Up ahead, Langford must have told some joke because Emilia’s laughter pealed through the air.
“I hope he does not get any ideas about her,” Clara said, narrowing her eyes. “He will never do.”
“He has never shown interest in young girls, so I would not worry.”
“Are the two of you good friends?”
“We have been close friends since we were schoolboys.” He laughed, quietly. “I forget how little you know about me sometimes.”
“Your family did not exist in my family’s view, so I never noticed you or with whom you were friends.”
“Never noticed me? How wounding. Never? Not once?” He gave her a direct, teasing look.
She felt her face flush, because of course she had noticed him before he left for France, during her first seasons. Who could not? His handsome face and smoldering aura made him stand out. Once, at a ball, she sensed an odd calm in the ballroom, a spot of stillness. It had been him, acting like the center of a vortex around which the chaos of the assembly swirled.
He had seen her watching him, she suddenly remembered now. He had noticed her noticing. He had guessed, she suspected, that she did not look upon him entirely as an enemy in that unexpected moment.
He now dipped his head closer to hers. “I do not think we did not exist for your family. I think we were much discussed. Not with you or by you, but your father and his mother. Am I correct?”
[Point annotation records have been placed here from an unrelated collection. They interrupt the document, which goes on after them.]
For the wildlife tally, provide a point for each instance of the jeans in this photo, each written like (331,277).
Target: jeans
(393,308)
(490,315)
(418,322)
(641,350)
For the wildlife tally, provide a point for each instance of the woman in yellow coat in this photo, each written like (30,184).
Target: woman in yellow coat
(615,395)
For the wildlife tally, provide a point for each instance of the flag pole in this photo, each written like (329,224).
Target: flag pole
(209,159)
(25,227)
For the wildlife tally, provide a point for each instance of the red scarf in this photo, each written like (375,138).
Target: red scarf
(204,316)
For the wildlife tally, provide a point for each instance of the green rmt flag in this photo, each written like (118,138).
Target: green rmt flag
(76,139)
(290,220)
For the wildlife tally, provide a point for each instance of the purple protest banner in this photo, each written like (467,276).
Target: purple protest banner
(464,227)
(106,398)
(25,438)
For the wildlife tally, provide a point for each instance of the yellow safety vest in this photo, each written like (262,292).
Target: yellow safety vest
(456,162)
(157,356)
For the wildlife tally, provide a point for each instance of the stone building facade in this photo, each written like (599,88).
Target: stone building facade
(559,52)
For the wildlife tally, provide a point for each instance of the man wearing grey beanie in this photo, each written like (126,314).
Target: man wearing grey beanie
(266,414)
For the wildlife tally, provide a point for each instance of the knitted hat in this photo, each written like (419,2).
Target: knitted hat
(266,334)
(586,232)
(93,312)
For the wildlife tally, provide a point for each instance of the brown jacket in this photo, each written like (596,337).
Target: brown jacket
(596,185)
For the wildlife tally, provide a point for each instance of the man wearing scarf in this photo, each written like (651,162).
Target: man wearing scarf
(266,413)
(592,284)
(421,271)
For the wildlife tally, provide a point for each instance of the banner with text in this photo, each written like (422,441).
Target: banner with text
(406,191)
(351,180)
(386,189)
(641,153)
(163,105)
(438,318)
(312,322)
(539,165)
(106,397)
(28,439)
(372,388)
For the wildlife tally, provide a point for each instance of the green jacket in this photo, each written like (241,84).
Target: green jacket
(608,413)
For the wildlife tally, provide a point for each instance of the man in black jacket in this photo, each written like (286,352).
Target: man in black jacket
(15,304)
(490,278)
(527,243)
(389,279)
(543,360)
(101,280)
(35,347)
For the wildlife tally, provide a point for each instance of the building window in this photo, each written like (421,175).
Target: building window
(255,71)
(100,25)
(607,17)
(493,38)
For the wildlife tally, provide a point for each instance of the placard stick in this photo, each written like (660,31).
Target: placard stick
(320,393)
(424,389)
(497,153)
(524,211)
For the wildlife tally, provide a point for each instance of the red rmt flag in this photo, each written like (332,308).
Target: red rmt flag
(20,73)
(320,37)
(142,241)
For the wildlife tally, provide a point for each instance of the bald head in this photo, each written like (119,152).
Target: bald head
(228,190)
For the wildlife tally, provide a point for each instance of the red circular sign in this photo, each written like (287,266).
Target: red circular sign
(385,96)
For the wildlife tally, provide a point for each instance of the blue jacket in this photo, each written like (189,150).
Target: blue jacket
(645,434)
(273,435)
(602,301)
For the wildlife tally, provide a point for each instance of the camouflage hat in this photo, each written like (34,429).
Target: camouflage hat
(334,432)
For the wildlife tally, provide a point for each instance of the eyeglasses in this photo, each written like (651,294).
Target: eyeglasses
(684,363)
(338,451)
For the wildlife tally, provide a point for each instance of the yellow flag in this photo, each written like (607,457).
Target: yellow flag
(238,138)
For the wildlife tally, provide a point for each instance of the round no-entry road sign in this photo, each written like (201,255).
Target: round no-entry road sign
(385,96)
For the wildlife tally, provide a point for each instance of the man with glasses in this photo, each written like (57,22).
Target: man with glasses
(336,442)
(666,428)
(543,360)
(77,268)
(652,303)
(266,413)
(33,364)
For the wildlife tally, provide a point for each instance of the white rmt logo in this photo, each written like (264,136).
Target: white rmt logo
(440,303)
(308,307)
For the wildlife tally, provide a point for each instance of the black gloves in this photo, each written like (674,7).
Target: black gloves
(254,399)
His voice, breath, and closer proximity made her nervous. She checked to see that her sister had not gotten so far ahead as to offer no sanctuary. “At times.”
“Around Waterloo?” His voice softened. “Or in the months after?”
Her mind swept back to that time, years ago, as if sent there by a spell he cast. Conversations crowded her memory all at once, like so many voices chattering in layered unison. She heard her father, so clearly that it pained her, but his words were obscured by other voices talking over and around him. Then she glimpsed him, sharply, slamming his hand down on a writing table in the library.
“No,” she lied. “Not around then. Not that I remember, at least.” She did not know why she refused to tell him. Perhaps because of the way he watched her expression. As if it mattered to him how she responded. Mattered too much.